TNF has procoagulant and antifibrinolytic effects both in blood and on mesothelium (6, 26, 27). At higher TNF concentrations these properties might lead to disseminated intravascular coagulation (DIC), which is uniformly regarded as harmful during sepsis. Therefore, prevention of coagulation might protect against sepsis (3). Antithrombin III or hirudin, indeed, ameliorated DIC and protected rats against sequelae of intravenous administration of LPS alone or injection of bacteria together with an antibiotic, whereas heparin plus antibiotic had no effect on survival in the latter model. This might be due to the fact that the anticoagulant function of heparin is indirect by accelerating antithrombin III binding to thrombin (4, 5, 19).

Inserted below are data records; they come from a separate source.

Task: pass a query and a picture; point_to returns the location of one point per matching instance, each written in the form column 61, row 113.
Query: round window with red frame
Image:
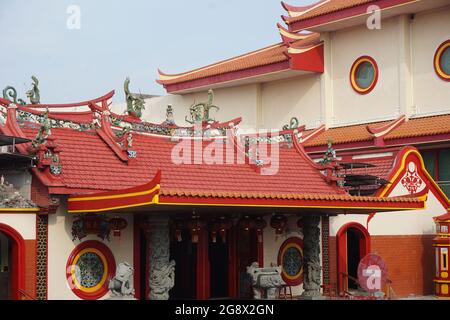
column 290, row 258
column 442, row 61
column 364, row 75
column 89, row 268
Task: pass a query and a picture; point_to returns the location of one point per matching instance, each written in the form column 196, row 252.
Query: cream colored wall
column 25, row 224
column 431, row 93
column 382, row 45
column 296, row 97
column 272, row 245
column 233, row 103
column 60, row 245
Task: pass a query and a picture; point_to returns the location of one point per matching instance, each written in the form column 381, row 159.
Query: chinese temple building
column 132, row 203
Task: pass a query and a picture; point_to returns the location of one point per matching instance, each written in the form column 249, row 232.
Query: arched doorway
column 11, row 263
column 353, row 244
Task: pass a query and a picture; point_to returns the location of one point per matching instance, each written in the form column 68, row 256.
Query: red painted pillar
column 202, row 266
column 232, row 264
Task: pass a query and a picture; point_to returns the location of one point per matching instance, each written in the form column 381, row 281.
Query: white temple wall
column 60, row 246
column 429, row 30
column 295, row 97
column 23, row 223
column 347, row 46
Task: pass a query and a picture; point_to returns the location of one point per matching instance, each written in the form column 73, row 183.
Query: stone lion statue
column 122, row 283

The situation in bacterial peritonitis, however, is different since anticoagulant treatment may enhance the spread of bacteria by preventing localization of the septic focus. Therefore, anticoagulant treatment in bacterial infections in the peritoneal cavity may lead to an exacerbation of the disease despite prevention of DIC. There are controversial opinions as to whether abscesses are favorable or detrimental in bacterial peritonitis (14). At least initially, localization and containment of the bacterial insult within the peritoneal cavity, even with abscess formation as its consequence, might be beneficial to the host (16, 29). Besides TNF, interleukin-12 (IL-12) seems to be another cytokine important for formation of protective abscesses, because increased lethality of CLP after IL-12 neutralization was correlated with irregular organization of cecal abscesses (24).

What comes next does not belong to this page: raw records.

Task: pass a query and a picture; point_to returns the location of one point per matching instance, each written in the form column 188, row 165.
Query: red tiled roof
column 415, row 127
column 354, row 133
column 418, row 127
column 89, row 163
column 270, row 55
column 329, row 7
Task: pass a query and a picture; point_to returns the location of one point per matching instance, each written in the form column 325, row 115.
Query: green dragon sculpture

Results of our experiments indicate that part of the protective effect of TNF after CLP is most probably its procoagulant effect. This conclusion is based on the findings that treatment with anti-TNF antibodies, inactivation of the TNF gene, and direct use of drugs to prevent fibrin formation or to enhance fibrinolysis increased mortality after CLP.
MATERIALS AND METHODS
Reagents.
Heparin (Liquemin) was purchased from Hoffmann-La Roche, Grenzach-Wyhlen, Germany; urokinase was purchased from Ribosepharm GmbH, Haan, Germany; ciprofloxacin (Ciprobay) and metronidazole (Clont) were purchased from Bayer AG, Leverkusen, Germany. Recombinant hirudin was a generous gift from Knoll AG, Ludwigshafen, Germany. Monoclonal rat anti-mouse TNF antibody V1q is described in reference 7; normal rat immunoglobulin G (IgG) was purchased from Sigma, Deisenhofen, Germany. Thioglycolate medium was purchased from Merck, Darmstadt, Germany, and Mueller-Hinton agar was purchased from Oxoid, Basingstoke, England.
Mice.
Male NMRI mice (25 to 30 g) were purchased from Charles River, Sulzfeld, Germany.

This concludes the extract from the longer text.